Greek bailout angers unionists, leaves markets unconvinced
Published 5:34 pm Tuesday, May 4, 2010
ATHENS, Greece — Angry Greek unionists took to the streets Tuesday to protest harsh austerity measures imposed under an international bailout to save Greece from looming bankruptcy, while financial markets were far from assured that the euro 110 billion ($144 billion) in promised loans could douse Europe’s smoldering sovereign debt crisis.
About 4,000 striking teachers and students marched in Athens to protest the cuts, carrying black flags, while some scuffled with police. Earlier, about 100 Communist Party supporters broke through the gates of the Acropolis, the city’s chief ancient monument, and hung banners in Greek and English reading “Peoples of Europe Rise Up,” to the bemusement of tourists allowed in despite the disruption.
The cutbacks were announced on Sunday, as a precondition for the loans from the International Monetary Fund and the other 15 EU countries using the euro. The aid, spread over three years, is Greece’s only hope of paying off euro 8.5 billion ($11 billion) in debt that matures May 19 — or defaulting.
Yet market reaction to the bailout deal was “lukewarm at best,” as although Greek and peripheral bond yield spreads narrowed the euro slipped against the dollar, said analyst Mitul Kotecha at Credit Agricole CIB Research.

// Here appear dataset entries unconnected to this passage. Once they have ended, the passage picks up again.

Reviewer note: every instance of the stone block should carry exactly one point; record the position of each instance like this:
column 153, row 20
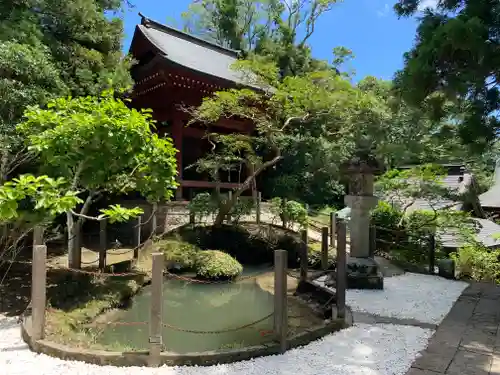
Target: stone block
column 495, row 364
column 437, row 362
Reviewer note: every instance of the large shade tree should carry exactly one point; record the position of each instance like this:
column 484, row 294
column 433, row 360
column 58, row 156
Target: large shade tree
column 280, row 29
column 99, row 146
column 51, row 48
column 453, row 67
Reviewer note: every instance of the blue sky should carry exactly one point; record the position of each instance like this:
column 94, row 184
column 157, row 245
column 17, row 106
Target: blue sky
column 369, row 28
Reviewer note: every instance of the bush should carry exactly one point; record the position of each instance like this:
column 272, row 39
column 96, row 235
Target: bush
column 242, row 207
column 178, row 254
column 477, row 263
column 215, row 264
column 290, row 212
column 202, row 205
column 386, row 216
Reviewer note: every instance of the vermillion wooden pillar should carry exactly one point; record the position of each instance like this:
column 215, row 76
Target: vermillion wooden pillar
column 177, row 127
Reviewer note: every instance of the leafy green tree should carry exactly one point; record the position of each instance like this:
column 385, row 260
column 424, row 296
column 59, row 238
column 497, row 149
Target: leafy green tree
column 28, row 201
column 452, row 69
column 276, row 28
column 412, row 136
column 51, row 48
column 99, row 146
column 319, row 104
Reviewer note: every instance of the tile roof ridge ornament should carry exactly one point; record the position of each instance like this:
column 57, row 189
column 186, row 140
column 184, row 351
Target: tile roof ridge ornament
column 149, row 23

A Greek default would be a serious blow to the shared euro currency and inflict losses on banks holding Greek bonds in France and Germany. The bailout is intended to reassure markets Greece will not default and thus prevent the debt crisis from spreading to other financially shaky countries such as Spain and Portugal.
Euro zone governments loaded up on debt and ran large deficits during the recession and financial crisis of the past two years. Fears that their economies will not grow fast enough to enable them to pay those debts have led markets to fear they will default.
As a result, bond investors are demanding higher and higher rates of interest to lend to what are increasingly viewed as risky borrowers.